[BORDEAUX] President François Hollande vowed Tuesday to defend French labels such as Champagne or Roquefort cheese in any future US-European Union trade pact.
Underscoring his reticence to rush into a deal, Mr Hollande said an agreement would have to protect the geographical names that are the source of many of France's best known agricultural exports.
"There can be no question of sacrificing our interests to get a deal. Our labels are our heritage," said the French leader, who has already promised to protect his country's farming sector in any deal.
The European Union and United States are thrashing out plans for a vast free-trade zone, unifying rules and slashing tariffs to create a combined market of 850 million people.
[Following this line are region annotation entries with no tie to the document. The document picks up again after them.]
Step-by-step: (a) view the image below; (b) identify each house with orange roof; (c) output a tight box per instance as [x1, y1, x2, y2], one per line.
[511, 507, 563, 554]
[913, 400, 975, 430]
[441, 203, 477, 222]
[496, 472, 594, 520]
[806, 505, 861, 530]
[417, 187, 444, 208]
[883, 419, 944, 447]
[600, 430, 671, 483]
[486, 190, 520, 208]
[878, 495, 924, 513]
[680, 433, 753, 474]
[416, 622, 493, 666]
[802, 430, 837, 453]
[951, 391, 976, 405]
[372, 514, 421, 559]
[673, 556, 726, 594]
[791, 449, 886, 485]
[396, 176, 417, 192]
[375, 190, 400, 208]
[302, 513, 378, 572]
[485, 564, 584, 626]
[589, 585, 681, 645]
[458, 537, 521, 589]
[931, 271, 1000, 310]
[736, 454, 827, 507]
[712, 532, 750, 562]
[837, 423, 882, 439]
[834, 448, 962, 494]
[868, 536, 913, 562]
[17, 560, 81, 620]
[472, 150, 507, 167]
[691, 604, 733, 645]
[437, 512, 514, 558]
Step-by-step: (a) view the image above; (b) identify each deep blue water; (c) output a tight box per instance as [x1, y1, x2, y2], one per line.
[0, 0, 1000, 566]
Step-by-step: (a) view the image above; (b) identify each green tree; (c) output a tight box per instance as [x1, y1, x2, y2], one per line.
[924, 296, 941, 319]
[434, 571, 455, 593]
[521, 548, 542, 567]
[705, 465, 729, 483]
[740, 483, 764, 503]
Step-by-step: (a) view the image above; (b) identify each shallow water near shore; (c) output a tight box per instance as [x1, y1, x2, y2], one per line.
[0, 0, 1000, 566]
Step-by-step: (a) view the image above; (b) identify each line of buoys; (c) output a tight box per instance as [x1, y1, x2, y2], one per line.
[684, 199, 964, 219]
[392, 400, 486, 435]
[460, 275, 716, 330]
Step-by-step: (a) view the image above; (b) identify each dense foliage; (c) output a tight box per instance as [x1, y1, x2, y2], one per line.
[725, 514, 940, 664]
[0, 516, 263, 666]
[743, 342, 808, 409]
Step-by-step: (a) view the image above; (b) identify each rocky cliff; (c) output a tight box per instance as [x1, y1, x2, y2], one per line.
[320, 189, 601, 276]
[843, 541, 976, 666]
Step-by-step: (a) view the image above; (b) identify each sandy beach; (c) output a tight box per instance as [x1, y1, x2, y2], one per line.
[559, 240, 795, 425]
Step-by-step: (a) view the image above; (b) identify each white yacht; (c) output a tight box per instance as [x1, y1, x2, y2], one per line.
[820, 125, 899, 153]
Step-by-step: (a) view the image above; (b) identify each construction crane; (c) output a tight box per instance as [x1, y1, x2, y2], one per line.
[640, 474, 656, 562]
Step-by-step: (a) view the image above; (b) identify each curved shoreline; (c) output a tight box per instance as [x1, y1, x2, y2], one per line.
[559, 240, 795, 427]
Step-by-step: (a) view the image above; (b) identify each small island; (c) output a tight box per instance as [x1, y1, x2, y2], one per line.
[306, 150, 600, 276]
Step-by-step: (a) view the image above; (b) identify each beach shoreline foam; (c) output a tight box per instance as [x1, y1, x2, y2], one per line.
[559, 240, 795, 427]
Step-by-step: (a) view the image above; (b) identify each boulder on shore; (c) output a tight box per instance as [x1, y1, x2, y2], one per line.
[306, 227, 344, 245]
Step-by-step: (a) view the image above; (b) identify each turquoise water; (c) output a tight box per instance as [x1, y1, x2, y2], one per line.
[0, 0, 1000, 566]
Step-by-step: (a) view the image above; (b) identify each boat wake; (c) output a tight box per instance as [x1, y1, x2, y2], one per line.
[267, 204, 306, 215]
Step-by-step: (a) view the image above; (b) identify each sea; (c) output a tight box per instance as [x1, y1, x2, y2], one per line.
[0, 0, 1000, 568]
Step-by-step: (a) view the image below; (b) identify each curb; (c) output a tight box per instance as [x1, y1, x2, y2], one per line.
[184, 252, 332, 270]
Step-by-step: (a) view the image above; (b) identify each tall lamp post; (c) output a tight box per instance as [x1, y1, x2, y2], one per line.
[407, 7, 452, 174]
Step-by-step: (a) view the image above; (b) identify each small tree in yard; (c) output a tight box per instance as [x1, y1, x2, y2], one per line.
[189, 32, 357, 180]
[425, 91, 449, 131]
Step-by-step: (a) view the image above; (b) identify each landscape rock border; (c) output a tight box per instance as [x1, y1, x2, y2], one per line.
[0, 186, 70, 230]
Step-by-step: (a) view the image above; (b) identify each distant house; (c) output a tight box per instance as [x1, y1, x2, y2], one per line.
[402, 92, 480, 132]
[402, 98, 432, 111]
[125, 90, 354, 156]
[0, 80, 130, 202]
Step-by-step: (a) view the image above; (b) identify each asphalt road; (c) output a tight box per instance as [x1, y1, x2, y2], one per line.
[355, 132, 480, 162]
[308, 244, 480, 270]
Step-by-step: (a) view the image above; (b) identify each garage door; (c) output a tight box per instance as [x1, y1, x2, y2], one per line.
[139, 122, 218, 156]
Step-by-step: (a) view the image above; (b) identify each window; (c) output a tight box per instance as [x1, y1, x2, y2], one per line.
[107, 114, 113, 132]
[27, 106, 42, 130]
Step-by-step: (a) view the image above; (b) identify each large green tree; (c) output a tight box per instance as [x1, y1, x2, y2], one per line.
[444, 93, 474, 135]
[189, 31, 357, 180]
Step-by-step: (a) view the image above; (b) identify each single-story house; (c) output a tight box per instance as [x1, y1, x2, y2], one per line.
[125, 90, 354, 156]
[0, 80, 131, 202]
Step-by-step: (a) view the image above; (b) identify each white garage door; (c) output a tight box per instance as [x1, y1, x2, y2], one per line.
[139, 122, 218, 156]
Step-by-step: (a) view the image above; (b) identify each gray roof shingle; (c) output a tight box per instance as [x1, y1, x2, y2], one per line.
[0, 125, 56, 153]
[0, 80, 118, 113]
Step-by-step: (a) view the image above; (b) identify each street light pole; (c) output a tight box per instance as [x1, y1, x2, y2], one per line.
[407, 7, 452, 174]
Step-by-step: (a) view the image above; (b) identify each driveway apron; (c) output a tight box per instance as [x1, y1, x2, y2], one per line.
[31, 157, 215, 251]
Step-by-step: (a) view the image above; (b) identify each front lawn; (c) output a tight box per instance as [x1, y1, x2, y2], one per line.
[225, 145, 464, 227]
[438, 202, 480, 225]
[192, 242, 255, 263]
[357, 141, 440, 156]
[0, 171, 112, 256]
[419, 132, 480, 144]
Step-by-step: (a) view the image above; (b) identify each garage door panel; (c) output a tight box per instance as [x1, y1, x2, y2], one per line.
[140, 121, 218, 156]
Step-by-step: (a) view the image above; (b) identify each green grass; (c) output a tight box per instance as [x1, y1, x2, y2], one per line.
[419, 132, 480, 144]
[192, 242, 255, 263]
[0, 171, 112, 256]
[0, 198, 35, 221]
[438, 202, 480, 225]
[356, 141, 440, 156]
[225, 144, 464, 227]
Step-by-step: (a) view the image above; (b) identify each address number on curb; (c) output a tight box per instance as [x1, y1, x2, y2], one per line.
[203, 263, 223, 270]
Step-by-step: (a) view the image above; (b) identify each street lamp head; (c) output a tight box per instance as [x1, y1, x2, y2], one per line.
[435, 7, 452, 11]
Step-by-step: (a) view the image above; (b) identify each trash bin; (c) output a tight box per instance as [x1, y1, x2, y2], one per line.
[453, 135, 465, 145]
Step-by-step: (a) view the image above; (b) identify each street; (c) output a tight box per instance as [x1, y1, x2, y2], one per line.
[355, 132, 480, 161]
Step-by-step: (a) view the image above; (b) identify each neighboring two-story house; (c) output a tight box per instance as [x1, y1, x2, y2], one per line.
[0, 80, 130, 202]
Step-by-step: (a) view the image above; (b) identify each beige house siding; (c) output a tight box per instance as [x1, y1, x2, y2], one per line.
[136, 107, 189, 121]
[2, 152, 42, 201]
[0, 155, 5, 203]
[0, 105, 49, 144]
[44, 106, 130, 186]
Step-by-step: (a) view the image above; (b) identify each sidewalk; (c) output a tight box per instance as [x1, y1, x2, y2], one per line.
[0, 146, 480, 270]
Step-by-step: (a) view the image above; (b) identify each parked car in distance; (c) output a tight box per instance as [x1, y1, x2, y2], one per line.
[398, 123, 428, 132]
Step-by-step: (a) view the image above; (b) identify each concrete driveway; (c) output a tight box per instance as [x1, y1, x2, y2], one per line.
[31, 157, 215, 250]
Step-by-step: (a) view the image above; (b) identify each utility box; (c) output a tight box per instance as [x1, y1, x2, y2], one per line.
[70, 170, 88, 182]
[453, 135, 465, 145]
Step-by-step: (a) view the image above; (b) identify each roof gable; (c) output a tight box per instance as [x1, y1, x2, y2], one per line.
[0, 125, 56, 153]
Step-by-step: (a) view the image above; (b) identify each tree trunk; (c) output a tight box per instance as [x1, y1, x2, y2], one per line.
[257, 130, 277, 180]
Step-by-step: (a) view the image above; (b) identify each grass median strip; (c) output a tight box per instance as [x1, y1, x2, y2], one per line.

President Barack Obama has pressed for the Transatlantic Trade and Investment Partnership to be agreed by the end of the year. But support for the accord on both sides of the Atlantic appears to be diminishing.
Many activists and professional organisations have lined up against provisions of the pact ranging from food safety to environmental protection, intellectual property rights, the protection of farmers, or the sovereignty of governmental decisions.
One key point in negotiations is the European system of protecting geographically-based product names such as France's Champagne, Roquefort and Camembert or Italy's Gorgonzola cheese. The United States does not recognise the system, relying instead on trademarks to provide brand protection.